Every time I watch a presentation by Rich Hickey I want to write about it. (Last one was “Are We There Yet?”)
Let me start by saying I don’t really buy into functional programming. I think it’s very clearly harder for beginners to learn, and harder for experts to use efficiently. It’s no joke that a throwaway script in Python is a PhD dissertation in Haskell.
That said, it’s important to keep state and mutability under control. A little bit of functional style goes a long way. Once it starts hurting, stop pushing it. (Same for static typing.)
Anyway, despite all that… Rich Hickey is absolutely right when he talks about mutability on a larger scale.
The rules he defines for changing APIs are the rules for CRDTs. They are collections that you can add to, but never remove from. As long as you follow that simple rule, loose consistency (such as between different open source projects) is no problem. Once you try to add deletions or collision checking, you’re going to have a bad time.
I also strongly agree with him about the horribleness of Semantic Versioning (SemVer). I think it rotted people’s brains by convincing them, “when you want to bump the major version number, make sure you also break backward compatibility.” Which has never been how versioning has worked for successful software projects. Java is coming up on version 9 or 10 and can still run Java 1 code. Windows 10 still runs ancient Windows programs. Linux “doesn’t break user-space.”
His comment about Maven “only growing” was pretty insightful because it explained the meltdown that occurred when “leftpad” got removed from NPM. Indeed, as long as it only grows, you don’t care what version it is.
He mentions the problem of growing what you provide, versus growing what you accept, but he doesn’t use the terms covariance or contravariance.
He mentions identifying functions by hash, which I’ve seen discussed before. However I felt like failed to get to the root concept of identity (despite him talking at length about identity in other talks). Let me give an example.

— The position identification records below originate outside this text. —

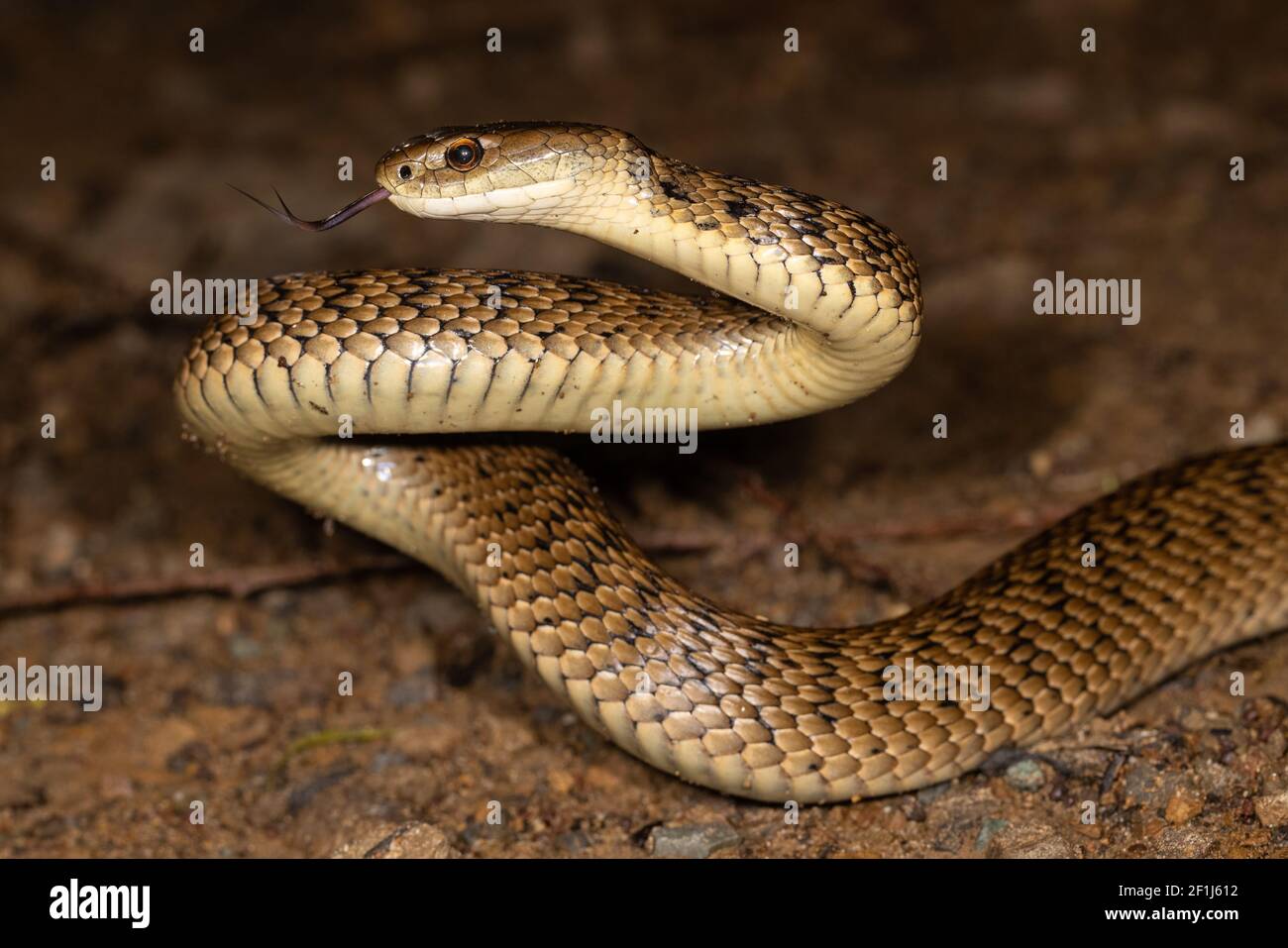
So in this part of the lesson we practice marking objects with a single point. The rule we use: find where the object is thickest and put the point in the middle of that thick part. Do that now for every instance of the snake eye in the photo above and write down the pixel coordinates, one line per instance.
(464, 154)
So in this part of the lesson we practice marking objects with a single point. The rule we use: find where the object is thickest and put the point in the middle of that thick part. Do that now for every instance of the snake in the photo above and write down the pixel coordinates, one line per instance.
(810, 305)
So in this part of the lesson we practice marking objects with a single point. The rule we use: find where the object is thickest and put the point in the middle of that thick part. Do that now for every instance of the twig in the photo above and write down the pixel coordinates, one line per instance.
(237, 582)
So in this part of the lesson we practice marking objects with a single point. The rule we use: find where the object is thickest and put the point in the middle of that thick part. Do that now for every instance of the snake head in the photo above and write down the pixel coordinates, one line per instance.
(529, 171)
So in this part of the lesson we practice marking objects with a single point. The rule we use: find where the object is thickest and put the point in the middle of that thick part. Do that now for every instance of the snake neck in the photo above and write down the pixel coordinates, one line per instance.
(833, 272)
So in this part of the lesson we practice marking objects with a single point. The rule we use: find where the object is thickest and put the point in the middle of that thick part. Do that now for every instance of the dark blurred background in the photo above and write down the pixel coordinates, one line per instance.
(1104, 165)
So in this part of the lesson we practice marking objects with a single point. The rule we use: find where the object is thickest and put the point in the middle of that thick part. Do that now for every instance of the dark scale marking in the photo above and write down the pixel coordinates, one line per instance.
(675, 192)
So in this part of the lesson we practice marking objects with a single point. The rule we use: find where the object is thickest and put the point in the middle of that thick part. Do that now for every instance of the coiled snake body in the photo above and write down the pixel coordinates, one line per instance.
(820, 305)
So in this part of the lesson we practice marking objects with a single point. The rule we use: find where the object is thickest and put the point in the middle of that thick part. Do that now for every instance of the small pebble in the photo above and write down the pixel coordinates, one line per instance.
(988, 831)
(695, 841)
(1025, 775)
(1271, 810)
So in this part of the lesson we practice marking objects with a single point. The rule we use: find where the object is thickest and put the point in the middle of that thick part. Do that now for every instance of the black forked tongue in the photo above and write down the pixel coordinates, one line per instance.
(326, 223)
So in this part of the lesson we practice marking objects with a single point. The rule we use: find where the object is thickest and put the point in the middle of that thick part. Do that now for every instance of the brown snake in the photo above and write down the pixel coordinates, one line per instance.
(820, 305)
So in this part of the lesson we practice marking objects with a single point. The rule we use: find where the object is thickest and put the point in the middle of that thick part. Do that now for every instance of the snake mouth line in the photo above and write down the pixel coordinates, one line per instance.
(326, 223)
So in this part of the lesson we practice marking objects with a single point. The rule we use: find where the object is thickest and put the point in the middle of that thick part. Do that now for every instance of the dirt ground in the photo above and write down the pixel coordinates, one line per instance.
(1113, 163)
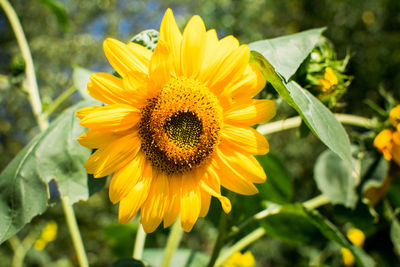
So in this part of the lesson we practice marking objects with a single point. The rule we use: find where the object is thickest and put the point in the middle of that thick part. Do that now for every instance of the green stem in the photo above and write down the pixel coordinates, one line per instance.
(139, 243)
(294, 122)
(19, 252)
(241, 244)
(74, 231)
(59, 100)
(41, 118)
(174, 239)
(32, 86)
(219, 243)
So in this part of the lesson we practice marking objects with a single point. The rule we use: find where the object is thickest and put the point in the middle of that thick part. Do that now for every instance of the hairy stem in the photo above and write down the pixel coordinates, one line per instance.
(139, 243)
(219, 243)
(42, 120)
(31, 83)
(174, 239)
(74, 231)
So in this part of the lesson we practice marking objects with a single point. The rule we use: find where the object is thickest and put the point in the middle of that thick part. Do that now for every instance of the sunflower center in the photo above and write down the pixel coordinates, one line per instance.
(180, 127)
(184, 128)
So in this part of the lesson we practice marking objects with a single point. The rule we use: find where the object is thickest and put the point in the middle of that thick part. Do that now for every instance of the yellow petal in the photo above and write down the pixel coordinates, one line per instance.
(114, 156)
(216, 53)
(108, 89)
(171, 37)
(244, 164)
(190, 202)
(193, 47)
(111, 118)
(130, 205)
(245, 139)
(174, 198)
(125, 58)
(230, 178)
(95, 139)
(125, 178)
(208, 187)
(140, 88)
(154, 207)
(83, 112)
(253, 112)
(205, 203)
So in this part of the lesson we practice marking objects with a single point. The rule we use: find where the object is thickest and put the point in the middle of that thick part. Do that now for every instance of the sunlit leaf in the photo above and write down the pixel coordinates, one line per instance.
(336, 179)
(317, 117)
(121, 239)
(80, 77)
(286, 53)
(54, 154)
(291, 222)
(181, 257)
(278, 187)
(378, 182)
(58, 11)
(147, 38)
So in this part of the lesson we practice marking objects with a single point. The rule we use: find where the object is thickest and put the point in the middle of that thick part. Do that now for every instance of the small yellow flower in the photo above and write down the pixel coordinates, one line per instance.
(329, 81)
(48, 235)
(357, 237)
(176, 125)
(241, 260)
(394, 117)
(388, 141)
(347, 256)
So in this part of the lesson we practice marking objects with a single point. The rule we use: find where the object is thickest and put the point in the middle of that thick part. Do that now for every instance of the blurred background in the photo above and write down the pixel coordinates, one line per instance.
(67, 33)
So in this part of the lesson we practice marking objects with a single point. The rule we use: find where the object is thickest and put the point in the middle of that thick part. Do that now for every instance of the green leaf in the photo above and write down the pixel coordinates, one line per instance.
(147, 38)
(318, 118)
(286, 53)
(121, 239)
(395, 234)
(278, 187)
(296, 224)
(181, 257)
(335, 179)
(330, 231)
(58, 11)
(53, 154)
(290, 224)
(378, 181)
(80, 77)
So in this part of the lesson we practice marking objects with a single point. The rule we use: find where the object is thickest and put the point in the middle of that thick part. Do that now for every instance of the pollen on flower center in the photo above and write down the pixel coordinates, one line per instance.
(184, 128)
(180, 127)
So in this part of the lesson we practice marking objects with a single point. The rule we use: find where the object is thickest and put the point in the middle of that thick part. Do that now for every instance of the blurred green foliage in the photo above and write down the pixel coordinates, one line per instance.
(67, 33)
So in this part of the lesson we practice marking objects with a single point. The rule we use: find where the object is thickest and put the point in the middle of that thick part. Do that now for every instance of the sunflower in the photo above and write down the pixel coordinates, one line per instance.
(388, 140)
(176, 125)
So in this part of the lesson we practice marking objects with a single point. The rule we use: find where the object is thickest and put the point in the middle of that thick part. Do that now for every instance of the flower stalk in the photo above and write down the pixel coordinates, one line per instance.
(31, 82)
(174, 239)
(74, 231)
(139, 243)
(42, 119)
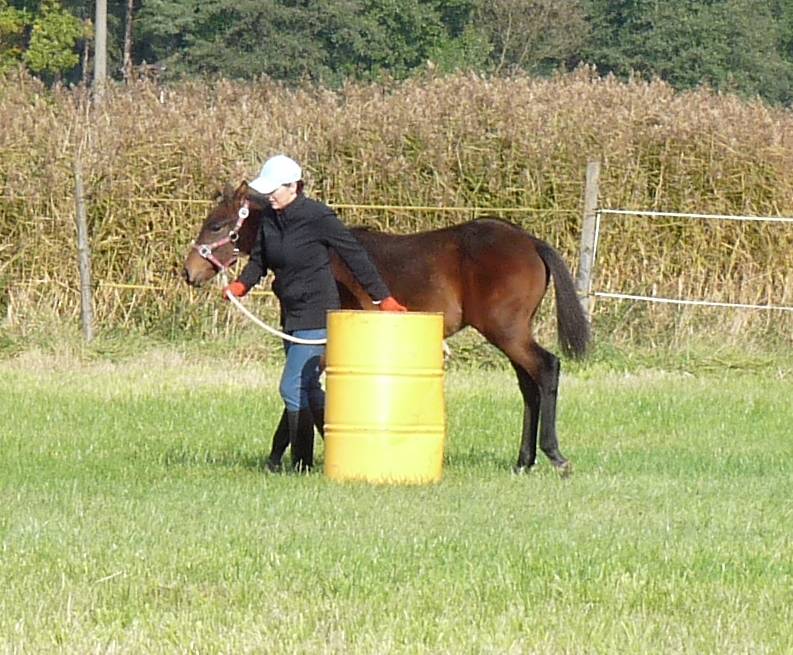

I’ve been working on libkvstore, which intends to provide a single, rock-stable API that can be used and fulfilled by various other software. There are two ways (so far) that it needs to support arbitrary expansion: first, the selection of a specific back-end, and second, the setting of various configuration options. The set of back-ends will change (and hopefully grow) over time, and each back-end can support common or unique configuration options.
One can imagine identifying back-ends in several different ways: an enum, with sequential numeric values; UUIDs; hashes of the back-end code or binary; or, of course, names.
Sequential IDs are obviously flawed because they would require a single, strongly-consistent view to add new back-ends. UUIDs are alright but they can get out of sync, leading to unneeded incompatibilities. Hashes are overly brittle (as long as we expect the API itself to be correctly implemented, the specific version or compilation details don’t mater). Finally there are names, which ultimately are unique thanks to trademark law. It should be clear that for this particular use case, names are the clear winner.
Similarly, we have configuration options. The API includes an
ioctl-style interface so that each back-end can support any number of options with any parameters. The problem then is that applications, which need to configure these options, shouldn’t be too tightly coupled to the particular back-end in use. So we want every back-end to support whatever options it needs, but for common options to beneficially collide, and without necessarily any global coordination.
Again, the same basic options (sequential IDs, random IDs, hashes and names) are available, except this time instead of brand names, we have descriptive names for each option. So if several options support a filename option, it is identified by the string
filename, which hopefully reasonable people would choose even independently. (They might choose
path instead, but there’s only so much you can do.)
Anyway, what is the best way to identify a function in a program? By hash? Well, no, probably not. A meaningful name is probably better.
That said, his proposal to speed up unit tests by hashing the code they test and only rerunning them when when the hashes change sounded pretty sweet. Hashes make sense in that case because tests by definition can’t trust that functions do what they claim to do.
If names are so great and hashes suck, does that mean hash links like in StrongLink are useless? No… Well, maybe. When you edit a blog post or news article, there are some senses in which the identity stays the same, and some in which it changes. Really, it’s best to have both. (Especially if you don’t trust the source?)
In code these days, we sort of have hash addresses provided by Git. It could be better though.
One more note about CRDTs… People talk about “append-only,” but that’s wrong. It’s really “unordered-add-only.” If you rely on appending and try to preserve chronological order, you can get conflicts.